Chris Galanty, Global Corporate CEO, Flight Centre Travel Group (FCM and Corporate Traveller’s parent company) said: “Engaging with our customers on the impact COVID-19 via this three phase State of the Market research project was vital in order to understand our customers sentiments and the best way we can support them during a period of rapid and continuing seismic change and uncertainty. Even now, as pockets of the industry turn towards recovery, the business travel landscape continues to shift and evolve. In preparation for a return to some normality, businesses and suppliers are reframing their priorities, processes and procedures. It is clear that uncertainty will remain for some time, particularly while governments re-impose border restrictions or quarantine periods. However, understanding how companies are resuming business travel and what factors are having the biggest impact on their priorities, will enable us to provide the best possible support going forwards.”

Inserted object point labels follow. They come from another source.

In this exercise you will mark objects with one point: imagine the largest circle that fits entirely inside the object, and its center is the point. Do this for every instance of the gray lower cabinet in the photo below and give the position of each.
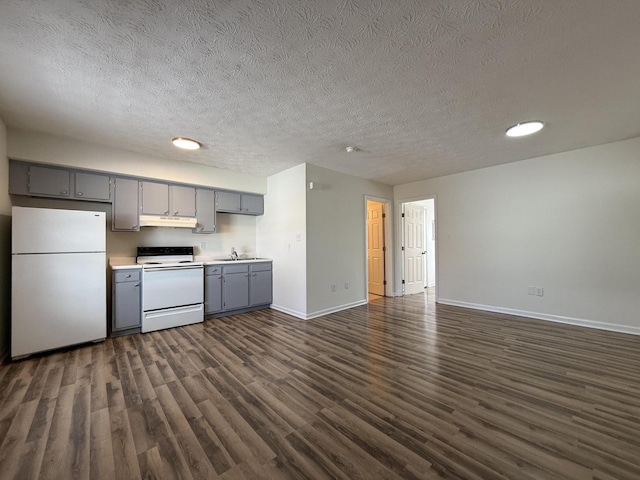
(238, 287)
(124, 209)
(126, 302)
(212, 289)
(235, 286)
(260, 284)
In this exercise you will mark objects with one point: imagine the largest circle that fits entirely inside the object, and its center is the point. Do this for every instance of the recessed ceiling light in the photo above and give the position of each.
(186, 143)
(526, 128)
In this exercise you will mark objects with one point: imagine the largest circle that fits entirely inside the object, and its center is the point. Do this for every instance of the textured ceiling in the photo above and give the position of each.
(422, 88)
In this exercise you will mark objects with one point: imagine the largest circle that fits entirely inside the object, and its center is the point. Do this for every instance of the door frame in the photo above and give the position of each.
(398, 253)
(388, 240)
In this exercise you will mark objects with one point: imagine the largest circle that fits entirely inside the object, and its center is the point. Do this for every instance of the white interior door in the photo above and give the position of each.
(375, 246)
(413, 249)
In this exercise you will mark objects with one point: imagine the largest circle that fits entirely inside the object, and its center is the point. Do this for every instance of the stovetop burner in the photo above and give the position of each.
(165, 256)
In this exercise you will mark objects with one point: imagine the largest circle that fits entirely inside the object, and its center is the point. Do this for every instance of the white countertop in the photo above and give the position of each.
(222, 261)
(120, 263)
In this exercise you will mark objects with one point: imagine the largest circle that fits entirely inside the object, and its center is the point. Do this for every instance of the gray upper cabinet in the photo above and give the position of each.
(155, 198)
(205, 211)
(228, 202)
(182, 201)
(151, 198)
(234, 202)
(49, 181)
(58, 182)
(92, 186)
(165, 199)
(252, 204)
(125, 205)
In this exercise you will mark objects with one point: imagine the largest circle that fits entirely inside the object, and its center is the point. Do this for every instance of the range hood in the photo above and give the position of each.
(166, 221)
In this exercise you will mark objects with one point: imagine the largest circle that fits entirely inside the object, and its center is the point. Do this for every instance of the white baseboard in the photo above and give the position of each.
(338, 308)
(613, 327)
(319, 313)
(288, 311)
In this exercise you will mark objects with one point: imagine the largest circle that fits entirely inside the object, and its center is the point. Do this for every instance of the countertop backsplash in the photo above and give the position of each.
(237, 231)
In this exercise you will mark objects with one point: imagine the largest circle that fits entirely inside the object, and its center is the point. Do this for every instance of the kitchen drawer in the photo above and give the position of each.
(242, 268)
(261, 267)
(213, 269)
(127, 276)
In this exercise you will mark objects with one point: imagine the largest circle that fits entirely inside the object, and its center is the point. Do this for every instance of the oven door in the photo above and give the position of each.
(169, 287)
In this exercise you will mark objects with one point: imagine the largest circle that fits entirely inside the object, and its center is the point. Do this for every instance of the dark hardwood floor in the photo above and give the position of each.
(398, 388)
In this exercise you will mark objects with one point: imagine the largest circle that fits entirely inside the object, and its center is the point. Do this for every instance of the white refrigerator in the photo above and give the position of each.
(58, 279)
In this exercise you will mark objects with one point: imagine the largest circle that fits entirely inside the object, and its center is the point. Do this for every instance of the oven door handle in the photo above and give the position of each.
(164, 269)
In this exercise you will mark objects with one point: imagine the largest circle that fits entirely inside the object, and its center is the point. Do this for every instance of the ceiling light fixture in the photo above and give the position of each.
(526, 128)
(186, 143)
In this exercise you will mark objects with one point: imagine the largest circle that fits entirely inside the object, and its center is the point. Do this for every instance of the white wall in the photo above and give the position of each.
(5, 244)
(281, 233)
(568, 223)
(40, 147)
(336, 239)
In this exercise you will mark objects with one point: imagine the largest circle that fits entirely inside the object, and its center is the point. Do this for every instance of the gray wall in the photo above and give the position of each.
(5, 245)
(569, 223)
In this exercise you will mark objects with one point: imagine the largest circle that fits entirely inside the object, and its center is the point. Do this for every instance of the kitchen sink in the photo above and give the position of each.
(238, 259)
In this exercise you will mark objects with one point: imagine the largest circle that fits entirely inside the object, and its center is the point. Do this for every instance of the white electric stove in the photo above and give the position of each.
(172, 287)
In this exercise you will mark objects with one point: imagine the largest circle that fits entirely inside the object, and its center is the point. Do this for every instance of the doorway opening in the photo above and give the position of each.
(418, 247)
(377, 248)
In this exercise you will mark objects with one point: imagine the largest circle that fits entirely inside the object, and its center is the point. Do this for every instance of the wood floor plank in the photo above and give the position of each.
(397, 388)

Furthermore, the State of the Market study revealed that the future of travel buying behaviour will be influenced by:
- Airline, hotel, car/ground COVID-safety protocols (37% of respondents are reviewing their hotel suppliers to ensure they are COVID-safe and 25% of respondents rate Duty of Care their number one focus as travel resumes in their business)
- Shortened purchase window (the average purchase window for domestic travel has dropped from 7-10 days (pre-COVID) to 3-4 days post-COVID)
- Flexible fares
- Avoidance of overnight requirements
- Virtual meetings as a back-up
In addition to focusing on budgets, traveller confidence and safety procedures, businesses large and small are re-evaluating their travel policies in the wake of COVID-19 pandemic. Now, more than ever before, a travel policy ensures businesses have set guidelines around traveller safety, budgets, required documentation and purpose for travel, while empowering employees to use careful judgement when booking and incurring travel expenses. 84% of businesses interviewed have active travel policies, either at a national or global level. During COVID-19, 40% of respondents who had existing policies introduced interim travel policies, providing more restrictive guidelines for travellers. Interim policies include varying definitions of indefinite travel bans, classifications for business-critical travel (where safe), new approval procedures, general guidelines for changed supplier services and also procedures for business meetings. 50% of customers are making further changes to their policy as travel resumes.
Priorities of revised policies include: health & hygiene; pre-trip approval; business class travel approval; whether the business is essential; journey changes; adhering to COVID conduct; using preferred and COVID safe suppliers.